Дон Хуан докурил трубку, затем достал бронзовую круглую коробку с отвинчивающейся крышкой, вытряхнул в нее пепел, завинтил крышку и убрал коробку под пончо. Трубку он положил возле себя на пол. Затем обвел присутствующих взглядом черных блестящих глаз и начал говорить.
Говорил он по-английски с легким испанским акцентом. Несмотря на акцент, английский его звучал свободно, чувствовалось, что он привык произносить речи.

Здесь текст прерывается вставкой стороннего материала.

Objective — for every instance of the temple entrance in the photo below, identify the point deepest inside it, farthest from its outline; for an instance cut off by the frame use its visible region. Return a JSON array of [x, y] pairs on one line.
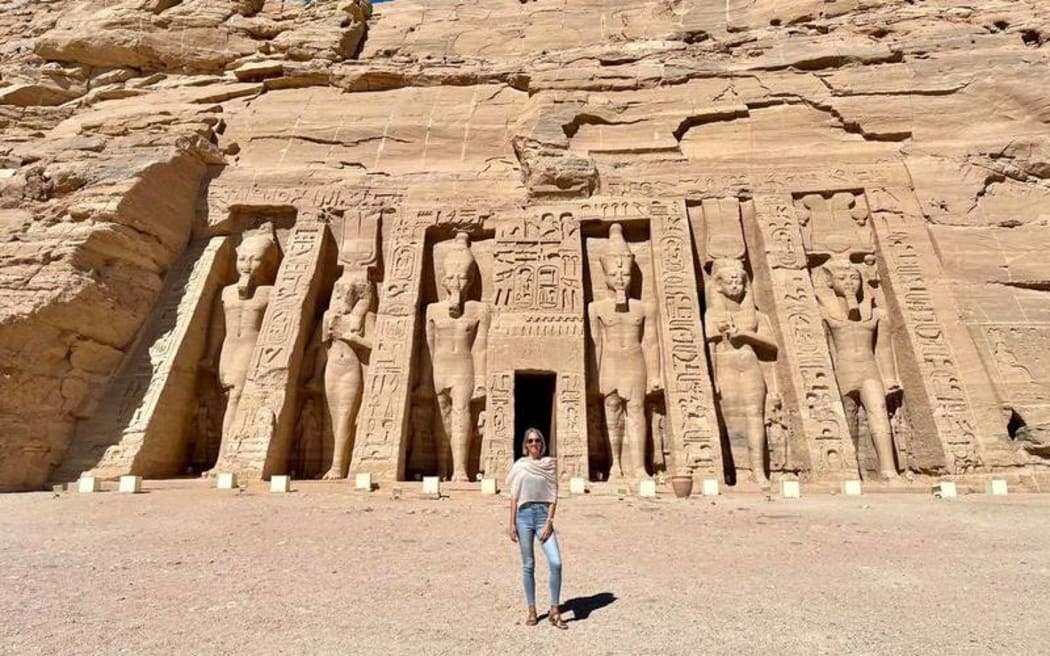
[[534, 407]]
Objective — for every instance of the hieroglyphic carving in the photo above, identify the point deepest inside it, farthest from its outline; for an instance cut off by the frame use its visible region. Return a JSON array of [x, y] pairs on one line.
[[498, 448], [690, 405], [571, 426], [457, 339], [537, 267], [148, 404], [538, 280], [378, 448], [627, 352], [943, 387], [860, 333], [258, 441], [739, 335], [803, 351], [835, 223]]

— Некогда Джакомо Казанова написал утопическую сказку «Протокосмос», где повествуется о счастливой жизни мудрых республик, располагающихся в центре Земли. Там все двуполы, ходят нагими, питаются грудным молоком, все справедливы и умны, изобретают изысканные технические приспособления и производят искусственные драгоценные камни. Люди с поверхности планеты проникают в мир Сердцевины и развращают его, заражая невинных обитателей Протокосмоса ложью, насилием, алчностью и злобой. Этим текстом великий соблазнитель никого не соблазнил: сказка не имела успеха.

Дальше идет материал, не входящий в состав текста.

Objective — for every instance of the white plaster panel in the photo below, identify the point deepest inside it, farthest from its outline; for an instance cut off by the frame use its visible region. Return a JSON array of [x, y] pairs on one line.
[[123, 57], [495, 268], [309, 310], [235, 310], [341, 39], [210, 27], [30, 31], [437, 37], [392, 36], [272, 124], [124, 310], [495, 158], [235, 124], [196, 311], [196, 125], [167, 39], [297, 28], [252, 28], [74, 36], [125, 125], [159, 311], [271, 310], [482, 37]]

В наши дни нас окружает Посткосмос — мир последствий. И все же, хотя мы и живем после будущего, современный нам капитализм обладает утопической программой. Три элемента определяют характер этой программы: экологическое неблагополучие, компьютерное регулирование и реклама. Начнем с экологии. Ленин когда-то сказал, что пролетариат станет могильщиком капитализма. Но нет больше пролетариата — на кого же возложить эту миссию? А точнее, не на кого, а на что может быть возложена эта миссия? Где граница, которая станет пределом капиталистического мира? Вполне вероятно, это экологическая граница. Капитализм в разворачивании своего проекта даже не пытается создать видимость интереса к сохранению естественной среды. Ненависть капитала к естественной среде скрывает в себе утопическое содержание.
Капитализм сообщает нам следующее: человек не желает более жить в мире, который создан не им. Неважно, создал ли этот мир Бог, или боги, или природа, иди случайные обстоятельства, или неведомые силы, — человек не желает ничего этого — ни зайца, ни дерева, ни богов — и готов уничтожить, несмотря на все нежные чувства. Человек (в капиталистической версии) — это машина уничтожения нечеловеческого. На нужды этого уничтожения вкладчик копит свои сбережения. Сквозь все благие экологические намерения проступает программа: уничтожить все и восстановить заново.